Through sharing our experiences we affirm for Friends of color that what they know and feel is true, that they are heard and it matters; for white Friends we increase awareness of how to notice and change subtle racist behaviors. The last session will focus on individual and collective ways to counteract racism.
As an African American woman and a white European heritage woman we work as a team, to model listening to each other. We hold the conviction that all people are good and want to know and understand each other’s lives.
As a group we will set the ground rules to create a safe workshop environment for sharing our life experiences around race and racism.
Through sharing our stories we make it possible for Friends of color to affirm that what they know and feel is true, that they are heard and it matters; for white Friends we increase awareness of how to notice and change unaware racist behaviors. To truly see that of God in everyone, we need to understand how racism has been used to blind us to the lives of others.
Each morning will begin with a period of silent worship, followed by sharing based on the query or queries of the day. These include queries like:
- When were you first aware of racism?
- What is a childhood story that shaped your view of race?
- When is a time you were treated on the basis of a stereotype rather than as a person?
- When is a time you stood up against racism and when was a time you kept quiet?
Other queries will grow out of the discussion as we begin to know each other and can ask deeper questions.

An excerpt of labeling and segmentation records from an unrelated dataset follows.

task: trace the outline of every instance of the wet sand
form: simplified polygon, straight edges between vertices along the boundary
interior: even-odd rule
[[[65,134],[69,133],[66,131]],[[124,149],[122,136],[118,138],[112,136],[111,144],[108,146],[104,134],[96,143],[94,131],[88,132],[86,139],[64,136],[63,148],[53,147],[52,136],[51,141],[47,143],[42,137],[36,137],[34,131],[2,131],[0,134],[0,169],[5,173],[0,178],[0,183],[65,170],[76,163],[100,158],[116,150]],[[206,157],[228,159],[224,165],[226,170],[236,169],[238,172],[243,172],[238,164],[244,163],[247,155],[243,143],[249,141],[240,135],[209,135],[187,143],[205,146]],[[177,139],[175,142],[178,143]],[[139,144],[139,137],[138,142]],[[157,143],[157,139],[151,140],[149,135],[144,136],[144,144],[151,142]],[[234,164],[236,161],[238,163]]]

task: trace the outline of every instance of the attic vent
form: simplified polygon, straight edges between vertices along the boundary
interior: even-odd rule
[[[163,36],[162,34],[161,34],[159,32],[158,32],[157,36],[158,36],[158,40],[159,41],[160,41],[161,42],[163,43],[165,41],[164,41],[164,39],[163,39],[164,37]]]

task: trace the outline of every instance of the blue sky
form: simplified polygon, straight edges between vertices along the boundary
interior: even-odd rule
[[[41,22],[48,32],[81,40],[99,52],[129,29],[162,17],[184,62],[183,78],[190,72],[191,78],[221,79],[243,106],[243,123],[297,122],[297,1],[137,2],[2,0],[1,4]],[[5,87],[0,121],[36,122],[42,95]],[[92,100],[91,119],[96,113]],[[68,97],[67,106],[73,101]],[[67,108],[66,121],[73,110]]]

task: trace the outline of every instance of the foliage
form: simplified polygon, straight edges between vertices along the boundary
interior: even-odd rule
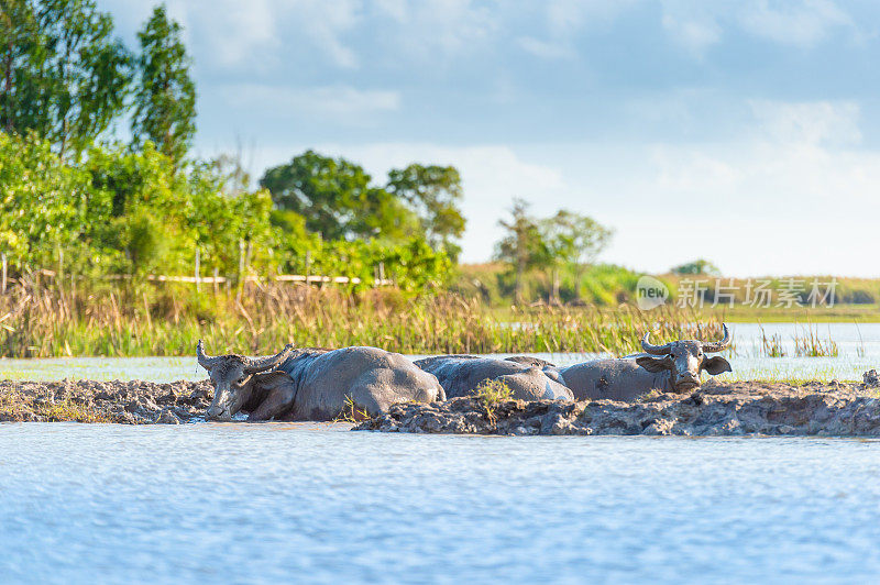
[[[244,276],[244,254],[254,274],[309,269],[370,287],[383,264],[405,290],[447,282],[449,257],[424,239],[326,241],[301,216],[273,210],[265,190],[227,194],[215,165],[187,170],[148,141],[140,152],[92,147],[75,165],[46,141],[0,132],[0,251],[16,274],[54,268],[63,252],[78,275],[188,275],[198,249],[202,274]]]
[[[455,167],[411,164],[388,173],[387,190],[409,203],[421,221],[421,231],[435,250],[444,250],[457,260],[464,234],[461,176]]]
[[[13,269],[52,266],[59,249],[80,249],[100,197],[88,173],[64,164],[48,143],[0,132],[0,251]]]
[[[94,0],[0,4],[0,123],[75,157],[124,111],[131,57]]]
[[[370,175],[344,158],[306,151],[266,170],[260,185],[275,207],[306,218],[324,240],[373,238],[388,242],[418,233],[418,219],[397,197],[371,186]]]
[[[499,220],[506,235],[495,246],[495,260],[510,264],[516,271],[515,300],[522,302],[526,271],[537,266],[546,256],[546,243],[538,221],[529,216],[528,203],[514,199],[510,219]]]
[[[299,346],[373,345],[400,353],[638,351],[657,339],[717,339],[715,318],[671,307],[536,307],[499,316],[457,295],[397,290],[349,292],[286,283],[215,291],[193,285],[89,284],[24,274],[0,296],[0,356],[191,355],[198,339],[211,353],[270,353]],[[510,322],[518,327],[510,327]]]
[[[184,158],[196,133],[196,86],[182,40],[180,25],[169,21],[165,7],[153,9],[138,33],[139,85],[134,93],[132,134],[135,144],[150,140],[172,161]]]
[[[593,218],[561,209],[552,218],[541,222],[548,265],[569,267],[574,276],[574,296],[581,298],[581,282],[584,271],[608,245],[614,233]],[[556,276],[554,278],[558,278]],[[558,280],[553,283],[553,297],[559,296]]]
[[[474,398],[482,401],[485,406],[495,406],[504,400],[509,400],[514,391],[510,387],[499,379],[487,379],[480,384],[474,390]]]

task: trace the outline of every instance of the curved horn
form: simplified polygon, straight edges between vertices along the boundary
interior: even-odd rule
[[[730,335],[730,330],[727,329],[727,323],[722,323],[724,328],[724,339],[721,341],[710,341],[703,344],[703,351],[706,353],[711,352],[721,352],[726,350],[730,345],[730,341],[733,336]]]
[[[290,356],[290,352],[294,351],[294,344],[288,343],[284,346],[282,351],[276,353],[275,355],[271,355],[268,357],[260,357],[260,358],[251,358],[246,357],[246,362],[244,363],[244,371],[249,374],[253,374],[255,372],[263,372],[265,369],[272,369],[277,367]]]
[[[645,336],[641,338],[641,349],[645,350],[646,353],[650,353],[651,355],[664,355],[669,353],[670,345],[672,344],[667,343],[664,345],[651,345],[651,342],[648,341],[648,335],[650,334],[651,332],[648,331],[647,333],[645,333]]]
[[[199,365],[208,371],[220,362],[220,357],[208,357],[205,355],[205,342],[201,340],[196,344],[196,357],[199,358]]]

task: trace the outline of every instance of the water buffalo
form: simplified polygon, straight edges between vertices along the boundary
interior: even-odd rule
[[[418,360],[416,365],[433,374],[448,398],[472,394],[484,382],[499,380],[521,400],[571,400],[571,390],[560,380],[556,368],[542,369],[534,362],[517,363],[476,355],[439,355]]]
[[[330,420],[352,401],[372,415],[395,402],[446,400],[437,378],[398,353],[376,347],[302,350],[287,345],[270,357],[205,355],[215,397],[207,418],[230,420],[240,410],[248,420]]]
[[[724,325],[724,339],[717,342],[672,341],[652,345],[648,335],[641,340],[646,353],[627,357],[596,360],[560,369],[565,385],[578,400],[609,398],[631,400],[652,389],[676,394],[700,386],[703,371],[713,376],[733,372],[722,356],[708,357],[730,345],[730,332]]]

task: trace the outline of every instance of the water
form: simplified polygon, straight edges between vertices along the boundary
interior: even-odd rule
[[[0,424],[0,581],[880,573],[880,442],[345,429]]]
[[[806,325],[798,323],[734,323],[735,351],[724,355],[734,373],[722,379],[840,379],[861,380],[870,368],[880,369],[880,323],[818,323],[813,332],[823,341],[837,343],[836,357],[796,357],[794,338],[804,338]],[[785,357],[766,357],[760,353],[761,328],[768,338],[779,335]],[[510,354],[497,354],[507,356]],[[592,360],[600,354],[537,353],[559,365]],[[420,356],[413,356],[414,358]],[[75,357],[51,360],[0,360],[0,378],[11,379],[145,379],[173,382],[204,379],[205,372],[193,357]]]

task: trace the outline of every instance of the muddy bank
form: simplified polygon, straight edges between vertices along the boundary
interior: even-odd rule
[[[867,378],[866,378],[867,379]],[[652,393],[638,402],[457,398],[395,405],[355,430],[465,434],[880,437],[872,384],[711,384],[693,394]]]
[[[201,420],[212,396],[208,380],[0,380],[0,422],[178,424]]]

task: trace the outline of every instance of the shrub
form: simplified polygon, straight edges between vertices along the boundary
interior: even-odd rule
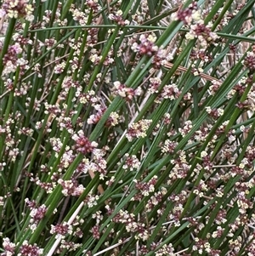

A variety of interactive games, sharing circles, sharing pairs and sharing about our cultures will create different ways to open up our experiences so we can learn from them. We will also use role-playing moments of disrespect to explore how we might handle them.
Participants, who wish to, are encouraged to ask others at the Gathering the query of the day and report back on the experience the following day.
We will close each morning with worship.
We encourage workshop members to think about what they would like to share from their culture and bring any items that would aid in that sharing. It is not required but we encourage the reading of Fit for Freedom, Not for Friendship: Quakers, African Americans, and the Myth of Racial Justice by Donna McDaniel and Vanessa Julye. There are many myths about Quaker history that often shape our current misconceptions.
The last session will focus on individual and collective ways to counteract racism
Victoria has lead support groups for families who have experienced homicide for the last seven years. She has developed programs for and led workshops with young people in high school about grief and trauma. She worked as a drug and alcohol counselor in the Philadelphia Prison system for 20 years. During this time she facilitated one-on-one counseling and group counseling.
Victoria participated in a play called “Beyond the walls, the road to redemption”. This play was about mothers who lost their children to homicide, and perpetrators who have turned their lives around. The play was made into a video, which was shown at Green Street Meeting’s film series. Victoria attended as a cast member to answer questions from the audience. This was her introduction to Quakerism and she ultimately became a member of the Green Street Meeting. Victoria has attended the Gathering the last two years.
Kathy grew up Quaker with parents who where active in racial justice issues. She has lead peer counseling groups and workshops for the last 40 years both in the USA and internationally. She has found that people sharing their stories is a vehicle through which they can hear the difficult experiences of racism that are harder to understand in the abstract. In 2010 she co-led a workshop with Laura Melly at FGC on “It Takes a Meeting to Raise a Ministry”. It was a chance to combined skills in listening and spiritual growth.
When Kathy and I met we automatically felt a connection. We realized that we were able to ask each other difficult questions about race. When we asked each other questions, our answers were stories about our lives. Telling our stories enabled us to go deeper about race. I encourage others when you meet someone that you feel a connection with, take that opportunity to ask difficult question by using stories. We are using our experience to guide us in the workshop.